Today I found a really useful post on Stack Exchange and generalized it a bit to make it way easier to get from data that's all smushed together to data that's nicely stacked for analysis. I'm very excited about it so I'm writing up this how-to.
The first step is to get your data into Google sheets, whether through uploading, importing, copying and pasting, however you like. Just get it there.
Step two is to open up the script editor. You can find this under the "Tools" menu in Google Sheets. We're going to be making a custom formula!
Now, copy this code block and paste it in to the script editor:
function stackrows(range, index, on) {
var output2 = [];
// Iterating through spreadsheet rows with iterator i
for(var i=0, iLen=range.length; i<iLen; i++) {
var split_cell = range[i][index].split(on);
// Iterating through each value that's been split with j
for(var j=0, jLen=split_cell.length; j<jLen; j++) {
var output1 = [];
var split_value_j = split_cell[j].trim()
// Iterating through values in spreadsheet rows with k
for(var k=0, kLen=range[0].length; k<kLen; k++) {
if(k == index) {
output1.push(split_value_j);
} else {
output1.push(range[i][k]);
}
}
output2.push(output1);
}
}
return output2;
}
This is a modified version of the excellent script from that Stack Exchange post. Mine is different because it's a bit more flexible, I've added some comments to help myself remember what's happening, and I've renamed a couple of variables. Once you've pasted in the text, save this function in your script editor.
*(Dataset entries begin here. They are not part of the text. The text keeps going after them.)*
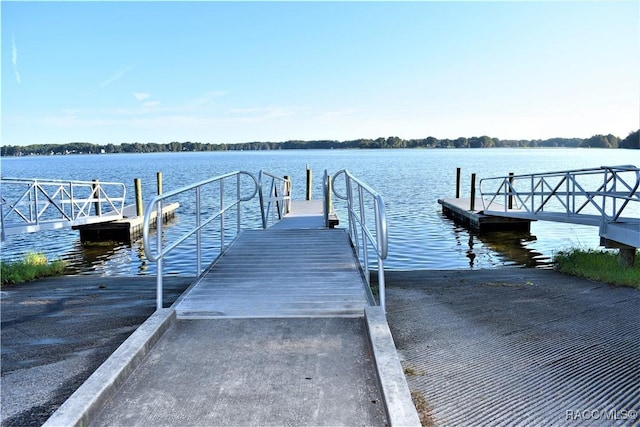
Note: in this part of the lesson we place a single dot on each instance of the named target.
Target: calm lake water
(410, 181)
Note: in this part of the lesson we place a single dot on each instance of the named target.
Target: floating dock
(127, 229)
(472, 216)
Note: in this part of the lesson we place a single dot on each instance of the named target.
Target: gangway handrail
(619, 187)
(279, 193)
(358, 219)
(29, 204)
(160, 250)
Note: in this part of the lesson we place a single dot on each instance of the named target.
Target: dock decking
(293, 269)
(460, 210)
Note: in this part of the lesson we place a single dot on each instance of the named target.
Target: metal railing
(363, 203)
(204, 215)
(590, 196)
(327, 206)
(30, 205)
(275, 202)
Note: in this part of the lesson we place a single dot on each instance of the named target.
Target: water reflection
(512, 247)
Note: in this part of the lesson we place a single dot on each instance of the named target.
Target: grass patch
(602, 266)
(30, 267)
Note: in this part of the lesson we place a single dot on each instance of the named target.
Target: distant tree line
(596, 141)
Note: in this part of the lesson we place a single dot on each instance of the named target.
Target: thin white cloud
(117, 76)
(141, 95)
(14, 59)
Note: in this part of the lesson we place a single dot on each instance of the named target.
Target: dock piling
(309, 182)
(139, 205)
(96, 191)
(510, 199)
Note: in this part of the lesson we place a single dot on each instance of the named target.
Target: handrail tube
(357, 220)
(281, 200)
(156, 205)
(47, 200)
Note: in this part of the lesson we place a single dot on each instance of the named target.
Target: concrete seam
(395, 390)
(87, 401)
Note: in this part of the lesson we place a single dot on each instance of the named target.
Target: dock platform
(127, 229)
(460, 211)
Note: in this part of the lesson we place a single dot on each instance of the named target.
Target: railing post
(238, 210)
(198, 233)
(222, 215)
(309, 182)
(159, 249)
(139, 205)
(96, 191)
(287, 194)
(510, 199)
(329, 202)
(472, 199)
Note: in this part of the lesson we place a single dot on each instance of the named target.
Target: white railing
(594, 195)
(364, 205)
(275, 197)
(30, 205)
(211, 200)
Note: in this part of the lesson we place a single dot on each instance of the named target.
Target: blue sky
(227, 72)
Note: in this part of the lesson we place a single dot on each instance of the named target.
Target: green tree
(631, 141)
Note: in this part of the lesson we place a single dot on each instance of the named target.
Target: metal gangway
(30, 205)
(225, 215)
(606, 197)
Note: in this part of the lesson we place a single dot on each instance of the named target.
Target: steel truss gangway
(606, 197)
(30, 205)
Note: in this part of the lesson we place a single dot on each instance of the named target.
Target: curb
(395, 390)
(83, 405)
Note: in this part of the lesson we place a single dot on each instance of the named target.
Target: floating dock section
(472, 216)
(127, 229)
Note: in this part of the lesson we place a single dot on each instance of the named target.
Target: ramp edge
(87, 401)
(394, 387)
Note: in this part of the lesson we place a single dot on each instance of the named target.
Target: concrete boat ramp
(287, 336)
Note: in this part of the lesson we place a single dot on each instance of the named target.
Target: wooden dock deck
(460, 210)
(296, 268)
(121, 230)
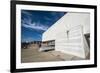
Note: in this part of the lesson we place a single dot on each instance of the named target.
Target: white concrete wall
(77, 24)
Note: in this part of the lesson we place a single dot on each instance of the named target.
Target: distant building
(68, 35)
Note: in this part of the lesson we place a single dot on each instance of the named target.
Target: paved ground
(33, 55)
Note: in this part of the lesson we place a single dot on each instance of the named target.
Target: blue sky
(34, 23)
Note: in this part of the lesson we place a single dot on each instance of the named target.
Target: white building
(68, 34)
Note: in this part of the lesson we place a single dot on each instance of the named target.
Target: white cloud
(28, 24)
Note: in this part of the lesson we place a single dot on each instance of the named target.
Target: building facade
(68, 34)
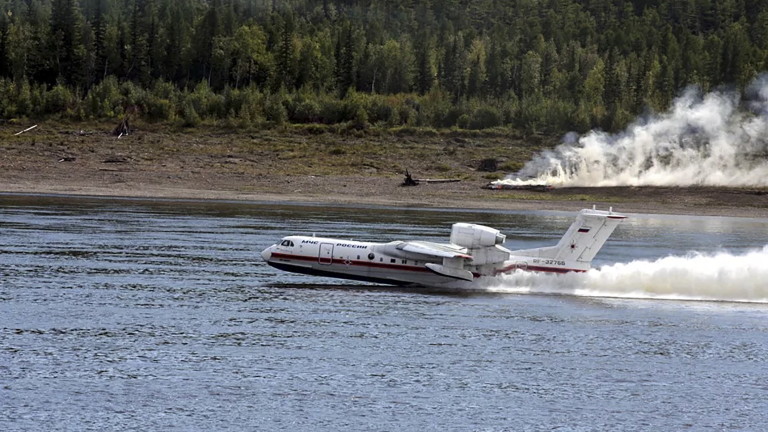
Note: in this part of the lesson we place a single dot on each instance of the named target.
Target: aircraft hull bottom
(329, 273)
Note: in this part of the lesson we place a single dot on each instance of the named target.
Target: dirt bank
(280, 166)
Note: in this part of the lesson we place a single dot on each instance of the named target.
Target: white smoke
(708, 140)
(715, 277)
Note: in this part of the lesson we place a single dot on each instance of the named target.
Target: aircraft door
(326, 254)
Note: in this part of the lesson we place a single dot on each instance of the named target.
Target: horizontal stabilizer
(450, 272)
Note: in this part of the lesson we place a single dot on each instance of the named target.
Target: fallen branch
(26, 130)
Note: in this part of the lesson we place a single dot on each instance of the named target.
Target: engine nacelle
(473, 236)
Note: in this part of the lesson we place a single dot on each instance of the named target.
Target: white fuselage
(474, 252)
(384, 263)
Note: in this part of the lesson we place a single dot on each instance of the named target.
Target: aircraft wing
(434, 249)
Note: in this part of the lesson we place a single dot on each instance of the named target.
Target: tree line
(536, 65)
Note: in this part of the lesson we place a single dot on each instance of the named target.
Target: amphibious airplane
(474, 252)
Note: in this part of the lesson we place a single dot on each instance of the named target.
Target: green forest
(539, 66)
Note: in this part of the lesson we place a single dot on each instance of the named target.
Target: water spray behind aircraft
(708, 140)
(711, 277)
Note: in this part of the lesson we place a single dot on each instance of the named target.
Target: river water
(159, 315)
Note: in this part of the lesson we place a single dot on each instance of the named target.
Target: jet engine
(473, 236)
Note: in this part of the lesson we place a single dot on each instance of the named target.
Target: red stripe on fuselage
(537, 269)
(372, 264)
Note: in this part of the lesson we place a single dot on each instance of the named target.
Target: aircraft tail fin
(583, 240)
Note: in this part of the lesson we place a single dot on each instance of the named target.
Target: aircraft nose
(266, 253)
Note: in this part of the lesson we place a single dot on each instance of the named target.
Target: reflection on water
(159, 315)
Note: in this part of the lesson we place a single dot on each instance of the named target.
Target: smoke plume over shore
(713, 139)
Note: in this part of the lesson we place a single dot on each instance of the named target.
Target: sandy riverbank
(150, 165)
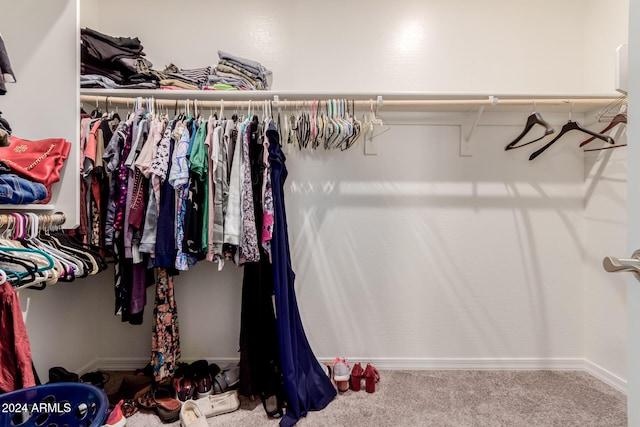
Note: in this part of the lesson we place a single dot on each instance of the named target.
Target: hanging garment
(15, 352)
(260, 372)
(249, 251)
(165, 338)
(307, 386)
(6, 71)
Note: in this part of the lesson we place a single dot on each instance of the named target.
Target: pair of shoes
(97, 378)
(370, 375)
(116, 417)
(223, 380)
(192, 381)
(161, 402)
(273, 405)
(132, 387)
(194, 413)
(58, 374)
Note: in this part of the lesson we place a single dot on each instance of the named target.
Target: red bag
(40, 161)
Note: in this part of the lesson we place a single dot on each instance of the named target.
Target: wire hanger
(534, 119)
(569, 126)
(618, 119)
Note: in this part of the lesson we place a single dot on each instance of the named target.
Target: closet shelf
(430, 101)
(30, 207)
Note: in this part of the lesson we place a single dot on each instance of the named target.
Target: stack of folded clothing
(28, 169)
(176, 78)
(114, 62)
(236, 73)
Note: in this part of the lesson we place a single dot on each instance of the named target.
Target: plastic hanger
(568, 127)
(534, 119)
(618, 119)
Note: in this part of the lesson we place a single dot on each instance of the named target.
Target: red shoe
(356, 377)
(371, 376)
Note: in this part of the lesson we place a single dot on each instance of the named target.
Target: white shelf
(431, 101)
(29, 207)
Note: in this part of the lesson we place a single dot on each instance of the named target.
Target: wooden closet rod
(44, 220)
(359, 103)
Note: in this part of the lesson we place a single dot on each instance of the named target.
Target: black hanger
(532, 120)
(569, 126)
(618, 119)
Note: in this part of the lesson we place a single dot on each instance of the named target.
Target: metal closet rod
(360, 103)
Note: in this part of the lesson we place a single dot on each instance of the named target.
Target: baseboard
(410, 364)
(133, 363)
(606, 376)
(92, 366)
(565, 364)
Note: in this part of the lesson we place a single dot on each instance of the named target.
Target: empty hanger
(618, 119)
(534, 119)
(569, 126)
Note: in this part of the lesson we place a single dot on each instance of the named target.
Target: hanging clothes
(307, 386)
(16, 369)
(260, 372)
(165, 338)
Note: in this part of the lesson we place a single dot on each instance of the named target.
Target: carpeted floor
(453, 398)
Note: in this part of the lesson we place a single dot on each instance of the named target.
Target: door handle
(614, 265)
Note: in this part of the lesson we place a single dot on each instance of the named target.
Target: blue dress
(306, 384)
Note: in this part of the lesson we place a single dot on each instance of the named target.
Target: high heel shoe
(356, 377)
(341, 371)
(371, 377)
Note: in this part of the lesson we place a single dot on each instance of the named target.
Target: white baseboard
(133, 363)
(565, 364)
(557, 364)
(606, 376)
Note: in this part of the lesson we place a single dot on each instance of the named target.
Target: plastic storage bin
(54, 405)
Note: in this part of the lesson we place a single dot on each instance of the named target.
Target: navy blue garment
(306, 384)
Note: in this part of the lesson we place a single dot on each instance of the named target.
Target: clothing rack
(44, 220)
(296, 100)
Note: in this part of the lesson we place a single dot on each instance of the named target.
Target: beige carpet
(453, 398)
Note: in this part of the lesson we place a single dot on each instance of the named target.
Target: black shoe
(96, 378)
(58, 374)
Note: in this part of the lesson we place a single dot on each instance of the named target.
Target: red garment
(16, 370)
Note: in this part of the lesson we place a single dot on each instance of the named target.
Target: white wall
(605, 228)
(416, 254)
(493, 46)
(41, 39)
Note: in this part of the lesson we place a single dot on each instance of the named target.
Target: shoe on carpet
(58, 374)
(192, 416)
(341, 373)
(356, 377)
(371, 377)
(97, 378)
(231, 375)
(131, 387)
(116, 417)
(201, 378)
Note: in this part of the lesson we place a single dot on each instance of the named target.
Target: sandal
(356, 377)
(371, 376)
(167, 408)
(146, 401)
(129, 408)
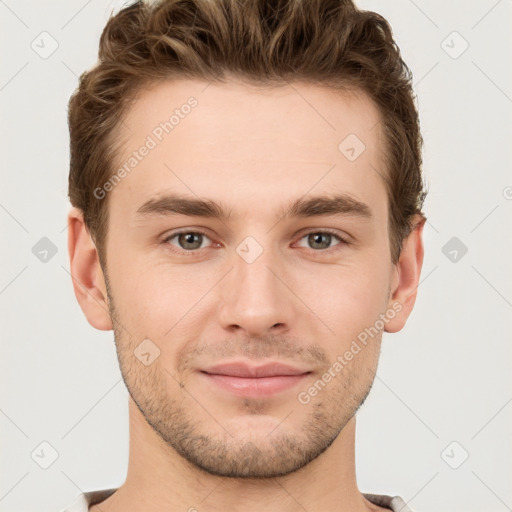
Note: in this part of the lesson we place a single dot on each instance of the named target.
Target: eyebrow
(325, 205)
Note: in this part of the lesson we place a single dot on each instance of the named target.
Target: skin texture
(302, 301)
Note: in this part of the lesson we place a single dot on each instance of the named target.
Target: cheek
(152, 299)
(347, 297)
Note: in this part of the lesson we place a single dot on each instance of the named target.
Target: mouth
(245, 380)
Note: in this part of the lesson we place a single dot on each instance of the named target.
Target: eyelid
(342, 239)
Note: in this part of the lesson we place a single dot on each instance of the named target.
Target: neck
(159, 479)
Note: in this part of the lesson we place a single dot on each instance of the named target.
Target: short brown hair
(329, 43)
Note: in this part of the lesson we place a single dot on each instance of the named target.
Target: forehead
(234, 140)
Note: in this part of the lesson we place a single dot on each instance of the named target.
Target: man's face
(262, 285)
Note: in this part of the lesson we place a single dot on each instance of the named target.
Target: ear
(406, 276)
(86, 272)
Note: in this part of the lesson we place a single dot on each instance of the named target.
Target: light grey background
(445, 378)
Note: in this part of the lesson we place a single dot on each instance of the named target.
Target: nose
(254, 297)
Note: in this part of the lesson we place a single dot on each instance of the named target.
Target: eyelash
(193, 252)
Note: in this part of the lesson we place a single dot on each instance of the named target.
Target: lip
(246, 380)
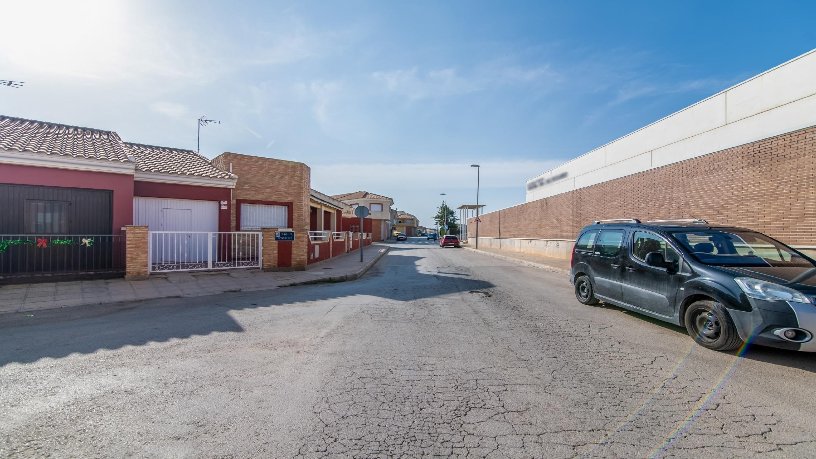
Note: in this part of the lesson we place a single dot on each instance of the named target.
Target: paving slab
(22, 298)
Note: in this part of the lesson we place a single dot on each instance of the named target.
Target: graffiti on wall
(44, 243)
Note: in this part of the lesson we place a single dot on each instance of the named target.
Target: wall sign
(284, 235)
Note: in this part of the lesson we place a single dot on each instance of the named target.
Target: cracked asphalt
(435, 352)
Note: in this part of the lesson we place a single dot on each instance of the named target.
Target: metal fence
(193, 251)
(26, 255)
(319, 236)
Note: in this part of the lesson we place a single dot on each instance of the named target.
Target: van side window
(643, 243)
(586, 241)
(609, 243)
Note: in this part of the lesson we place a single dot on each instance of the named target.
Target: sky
(395, 98)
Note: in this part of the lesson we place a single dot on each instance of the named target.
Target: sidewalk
(537, 261)
(54, 295)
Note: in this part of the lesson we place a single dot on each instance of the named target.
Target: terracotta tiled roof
(173, 161)
(18, 134)
(326, 199)
(360, 195)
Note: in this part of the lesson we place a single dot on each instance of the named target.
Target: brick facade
(766, 186)
(273, 180)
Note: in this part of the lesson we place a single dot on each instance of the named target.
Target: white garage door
(189, 217)
(175, 214)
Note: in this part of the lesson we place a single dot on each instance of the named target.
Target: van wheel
(711, 326)
(584, 291)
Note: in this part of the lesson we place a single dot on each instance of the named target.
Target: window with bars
(46, 217)
(257, 216)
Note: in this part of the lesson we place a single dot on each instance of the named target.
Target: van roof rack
(694, 221)
(617, 220)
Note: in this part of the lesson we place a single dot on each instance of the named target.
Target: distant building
(379, 207)
(406, 223)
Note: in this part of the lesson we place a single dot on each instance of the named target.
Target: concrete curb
(522, 262)
(345, 277)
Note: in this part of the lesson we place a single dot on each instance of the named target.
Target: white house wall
(780, 100)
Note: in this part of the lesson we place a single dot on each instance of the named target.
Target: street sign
(284, 235)
(361, 211)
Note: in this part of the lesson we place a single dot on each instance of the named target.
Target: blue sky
(397, 98)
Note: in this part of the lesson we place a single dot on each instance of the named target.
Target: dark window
(609, 243)
(46, 217)
(644, 243)
(586, 241)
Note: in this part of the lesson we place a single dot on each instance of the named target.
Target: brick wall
(767, 186)
(273, 180)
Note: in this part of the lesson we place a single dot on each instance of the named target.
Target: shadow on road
(60, 333)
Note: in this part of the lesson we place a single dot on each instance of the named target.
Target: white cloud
(172, 110)
(415, 85)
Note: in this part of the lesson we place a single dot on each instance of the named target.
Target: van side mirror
(656, 259)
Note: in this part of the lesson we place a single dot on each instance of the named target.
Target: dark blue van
(727, 286)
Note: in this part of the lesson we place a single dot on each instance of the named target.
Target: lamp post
(203, 121)
(444, 215)
(478, 169)
(12, 83)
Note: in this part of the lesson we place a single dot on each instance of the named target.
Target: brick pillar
(136, 250)
(300, 250)
(270, 249)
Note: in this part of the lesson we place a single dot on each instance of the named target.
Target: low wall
(561, 248)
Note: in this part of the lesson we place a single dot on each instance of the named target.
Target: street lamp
(12, 83)
(203, 121)
(478, 169)
(444, 212)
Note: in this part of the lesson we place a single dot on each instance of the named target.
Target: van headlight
(769, 291)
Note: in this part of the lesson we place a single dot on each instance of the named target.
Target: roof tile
(18, 134)
(173, 161)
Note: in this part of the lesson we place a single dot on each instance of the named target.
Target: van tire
(584, 291)
(709, 323)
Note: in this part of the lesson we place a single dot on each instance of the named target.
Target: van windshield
(738, 248)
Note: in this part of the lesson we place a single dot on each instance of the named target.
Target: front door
(649, 287)
(605, 262)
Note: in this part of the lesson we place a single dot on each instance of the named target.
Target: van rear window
(586, 241)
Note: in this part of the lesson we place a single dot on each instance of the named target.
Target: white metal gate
(193, 251)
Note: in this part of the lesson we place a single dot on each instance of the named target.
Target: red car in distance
(449, 241)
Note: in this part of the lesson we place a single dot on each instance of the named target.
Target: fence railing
(24, 255)
(193, 251)
(319, 236)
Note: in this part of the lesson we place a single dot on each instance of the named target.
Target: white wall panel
(773, 89)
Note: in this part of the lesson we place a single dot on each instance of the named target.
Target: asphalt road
(434, 352)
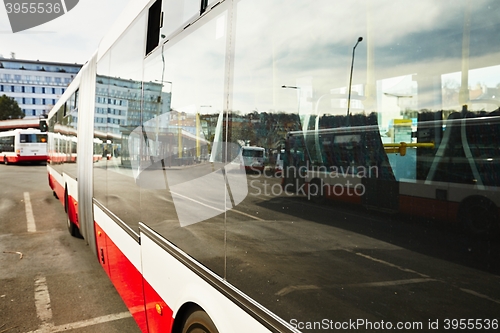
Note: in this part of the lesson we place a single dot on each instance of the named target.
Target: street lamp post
(350, 79)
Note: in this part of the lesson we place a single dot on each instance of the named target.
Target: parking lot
(49, 281)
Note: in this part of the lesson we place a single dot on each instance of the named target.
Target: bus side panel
(425, 207)
(119, 254)
(72, 192)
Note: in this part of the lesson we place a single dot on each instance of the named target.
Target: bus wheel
(199, 322)
(479, 215)
(316, 191)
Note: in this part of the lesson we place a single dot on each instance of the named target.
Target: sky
(70, 38)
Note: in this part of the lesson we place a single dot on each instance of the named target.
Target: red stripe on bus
(424, 207)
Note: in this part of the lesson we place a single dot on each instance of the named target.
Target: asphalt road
(49, 281)
(306, 262)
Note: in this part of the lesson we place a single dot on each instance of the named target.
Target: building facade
(35, 85)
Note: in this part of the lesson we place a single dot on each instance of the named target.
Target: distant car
(253, 158)
(278, 167)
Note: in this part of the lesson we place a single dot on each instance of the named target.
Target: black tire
(198, 321)
(72, 228)
(480, 216)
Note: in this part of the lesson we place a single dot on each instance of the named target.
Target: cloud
(71, 38)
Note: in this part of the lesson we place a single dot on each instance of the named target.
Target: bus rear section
(23, 146)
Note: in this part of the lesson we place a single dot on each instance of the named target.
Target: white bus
(193, 243)
(23, 146)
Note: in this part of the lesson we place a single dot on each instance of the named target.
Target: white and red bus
(144, 155)
(23, 146)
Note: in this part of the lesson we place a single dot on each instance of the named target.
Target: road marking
(42, 301)
(475, 293)
(44, 312)
(29, 213)
(291, 289)
(83, 323)
(390, 283)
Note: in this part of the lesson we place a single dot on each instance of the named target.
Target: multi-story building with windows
(35, 85)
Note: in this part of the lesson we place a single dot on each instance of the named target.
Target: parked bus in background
(23, 146)
(451, 176)
(145, 156)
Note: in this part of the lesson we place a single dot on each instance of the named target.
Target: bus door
(294, 162)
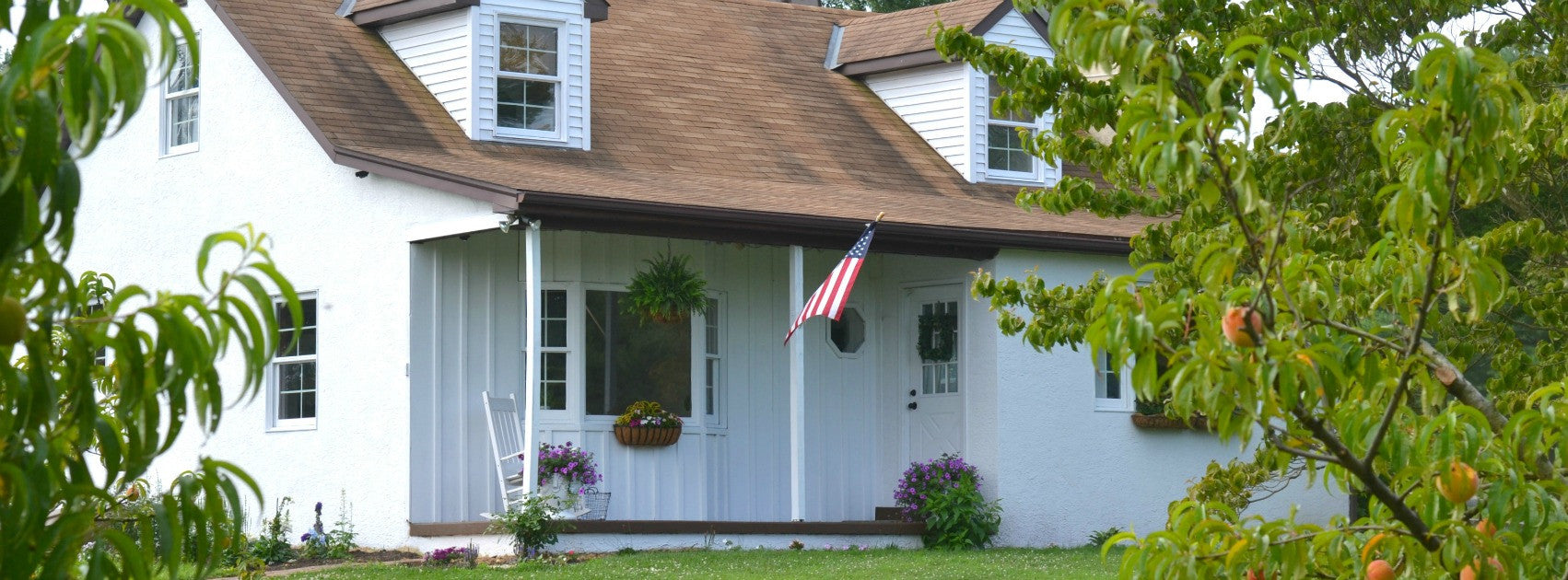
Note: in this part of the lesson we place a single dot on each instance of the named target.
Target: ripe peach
(1233, 321)
(1380, 569)
(1458, 483)
(1469, 571)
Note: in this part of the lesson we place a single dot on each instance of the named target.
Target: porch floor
(705, 527)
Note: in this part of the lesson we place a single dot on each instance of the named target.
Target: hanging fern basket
(667, 290)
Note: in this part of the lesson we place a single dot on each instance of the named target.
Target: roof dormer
(949, 104)
(511, 71)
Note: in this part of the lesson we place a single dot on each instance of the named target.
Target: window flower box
(1163, 422)
(647, 436)
(647, 423)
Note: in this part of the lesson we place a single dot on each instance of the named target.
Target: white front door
(931, 378)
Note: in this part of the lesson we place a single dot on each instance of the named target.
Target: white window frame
(571, 361)
(712, 406)
(1036, 173)
(1126, 399)
(167, 105)
(273, 395)
(558, 78)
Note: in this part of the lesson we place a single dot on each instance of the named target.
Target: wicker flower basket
(1163, 422)
(647, 436)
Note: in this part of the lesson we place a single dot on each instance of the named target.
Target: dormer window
(1005, 154)
(527, 80)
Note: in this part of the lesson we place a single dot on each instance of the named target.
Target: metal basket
(598, 504)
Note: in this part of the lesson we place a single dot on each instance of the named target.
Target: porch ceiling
(784, 229)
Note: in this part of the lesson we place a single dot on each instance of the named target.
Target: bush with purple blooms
(573, 464)
(466, 557)
(944, 493)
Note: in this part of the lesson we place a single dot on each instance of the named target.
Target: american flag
(835, 292)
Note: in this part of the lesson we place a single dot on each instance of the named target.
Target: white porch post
(797, 390)
(531, 377)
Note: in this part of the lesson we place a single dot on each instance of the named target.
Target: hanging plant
(668, 290)
(938, 336)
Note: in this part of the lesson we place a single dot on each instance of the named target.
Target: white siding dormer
(511, 71)
(1015, 31)
(522, 115)
(439, 52)
(949, 105)
(935, 102)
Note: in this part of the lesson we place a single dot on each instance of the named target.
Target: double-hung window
(552, 352)
(181, 104)
(712, 364)
(1005, 154)
(529, 80)
(294, 386)
(1112, 390)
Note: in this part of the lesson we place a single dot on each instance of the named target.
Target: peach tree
(99, 378)
(1375, 284)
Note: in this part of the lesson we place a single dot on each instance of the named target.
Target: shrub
(464, 557)
(273, 544)
(946, 494)
(573, 464)
(1099, 538)
(531, 526)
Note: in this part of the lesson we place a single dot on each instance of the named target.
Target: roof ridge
(918, 10)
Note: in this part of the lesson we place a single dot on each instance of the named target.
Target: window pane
(182, 77)
(629, 361)
(556, 305)
(527, 49)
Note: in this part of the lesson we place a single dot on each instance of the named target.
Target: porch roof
(710, 118)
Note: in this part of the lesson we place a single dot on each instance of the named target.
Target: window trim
(278, 425)
(1128, 400)
(558, 78)
(167, 111)
(714, 416)
(1036, 174)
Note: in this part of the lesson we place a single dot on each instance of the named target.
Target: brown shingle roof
(696, 104)
(907, 31)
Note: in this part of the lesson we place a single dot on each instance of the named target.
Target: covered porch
(868, 401)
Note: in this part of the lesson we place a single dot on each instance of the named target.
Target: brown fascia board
(408, 10)
(781, 229)
(930, 57)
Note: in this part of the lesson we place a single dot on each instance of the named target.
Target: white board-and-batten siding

Now there's a new function available in Google sheets. We defined "stackrows", so now we can use it in this spreadsheet. You'll have to copy this formula into the script editor of every spreadsheet you do this to, unless there's a better way I don't know about (very possible).
I prefer to make a new sheet and reference the old sheet with my new formula,
but you can opt not to do that if you're okay with messier data that you'll
have to selectively copy and paste into something else eventually. Pick out the
top left corner of where you want your new data to appear, and start
typing the formula =stackrows(
. It isn't a built-in function, so it won't
auto-complete, but it will work anyways.
I didn't rename any sheets in my sample spreadsheet,
so my formula looks like this: =stackrows(Sheet1!A1:B5,1,",")
. What that's
doing is running our new "stackrows" function on the range Sheet1!A1:B5
. If
you aren't familiar with Google Sheets range syntax, after you type the opening
parenthesis in the formula, you can use your mouse to navigate to and select
the range you want. Then it's saying to split up data in the second column
(column indices start from zero, so a=0, b=1, c=2, etc.). The last thing
specified is the separator, in this case a comma. Don't forget to put quotes
around it!
That's it! You should see a bit of loading and then get your data in the new sheet. You can even use the new sheet as the input for an even newer sheet if you have a couple of columns with smushed together data.
Rather than fill this with screenshots, I'll just link to a sample spreadsheet that I made that demonstrates how this works. You can make your own copy to poke at it, figure out how it works, and hopefully make use of this process yourself.